Writing in The Telegraph, the MP for Bognor Regis and Littlehampton said that the Conservative Party must face the “hard truths,” adding: “To restore trust, we need to change the prime minister.”
Gibb said his constituents were “furious” that Downing Street was “flagrantly disregarding” the “harsh and, to my mind, necessary” CCP virus rules that it had imposed, but their “gravest concerns” were in the prime minister’s dealings with Parliament.
“The prime minister told Parliament in December last year that he had been ‘repeatedly assured that there was no party and that no COVID rules were broken.’ Sue Gray’s report says that there were at least 15 social gatherings and that 12 of them, including one in the prime minister’s flat, are now being investigated by the police,” he wrote.
“It was inaccurate, therefore, to tell the House of Commons that there was no party. As the prime minister attended at least two of these gatherings, probably more, it is disingenuous to rely on the ‘I was assured’ defence.”
‘Partygate’ Debate ‘Diminishing the Focus’ on Big Issues: Liam Fox
Fox told BBC Radio 4’s “Today” programme that he had not sent a letter of no confidence.
“If I had been unhappy with the prime minister, I would have put a letter in to Sir Graham Brady, which I have not done today,” he said, adding that it’s “very clear” the 15 percent threshold where MPs are not happy with Johnson had not been reached.
The senior Tory MP said he’s waiting to see the Gray report as the redacted version didn’t have all the information.

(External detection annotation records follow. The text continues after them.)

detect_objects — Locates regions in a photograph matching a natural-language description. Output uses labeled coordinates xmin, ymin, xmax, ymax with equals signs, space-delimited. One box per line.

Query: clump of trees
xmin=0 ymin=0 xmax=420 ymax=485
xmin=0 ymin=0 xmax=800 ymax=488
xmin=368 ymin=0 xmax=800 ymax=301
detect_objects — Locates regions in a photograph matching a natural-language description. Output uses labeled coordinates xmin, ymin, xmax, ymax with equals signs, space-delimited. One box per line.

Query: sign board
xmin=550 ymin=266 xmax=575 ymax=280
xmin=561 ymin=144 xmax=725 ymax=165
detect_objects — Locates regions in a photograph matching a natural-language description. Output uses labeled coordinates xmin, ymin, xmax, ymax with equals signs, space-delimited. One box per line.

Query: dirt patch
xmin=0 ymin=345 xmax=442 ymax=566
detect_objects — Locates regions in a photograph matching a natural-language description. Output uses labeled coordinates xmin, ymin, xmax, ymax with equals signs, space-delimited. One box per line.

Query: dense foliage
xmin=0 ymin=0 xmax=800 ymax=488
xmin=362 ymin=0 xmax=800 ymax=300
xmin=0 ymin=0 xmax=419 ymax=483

“There’s nothing new to say on this debate we keep going on and on about it. Not only I think is it diminishing the focus that we’ve got on other big issues, on the inflation that we’re seeing not only in Britain but across the West, the crisis in our energy prices at the present time, the situation in Ukraine, and I’m worried that we’re becoming a one-issue political system at the present time,” he said.
“And that is not only damaging what’s happening, I think, in the broader politics of the UK but with our allies as well.”
Johnson has committed to publishing Gray’s full report following the Met’s investigation, saying he would “publish everything that we can as soon as the process has been completed,” while Downing Street said the public will be told if the prime minister receives fines over lockdown-rule-breaking.
Sir Keir Starmer was also accused of breaking lockdown rules after a photo emerged showing him holding a beer in an office with a few people, but the Labour leader denied breaking the rules, saying he was taking a dinner break to have some takeaways during work.
No 10 Downing Street didn’t respond to The Epoch Times’ request for comment.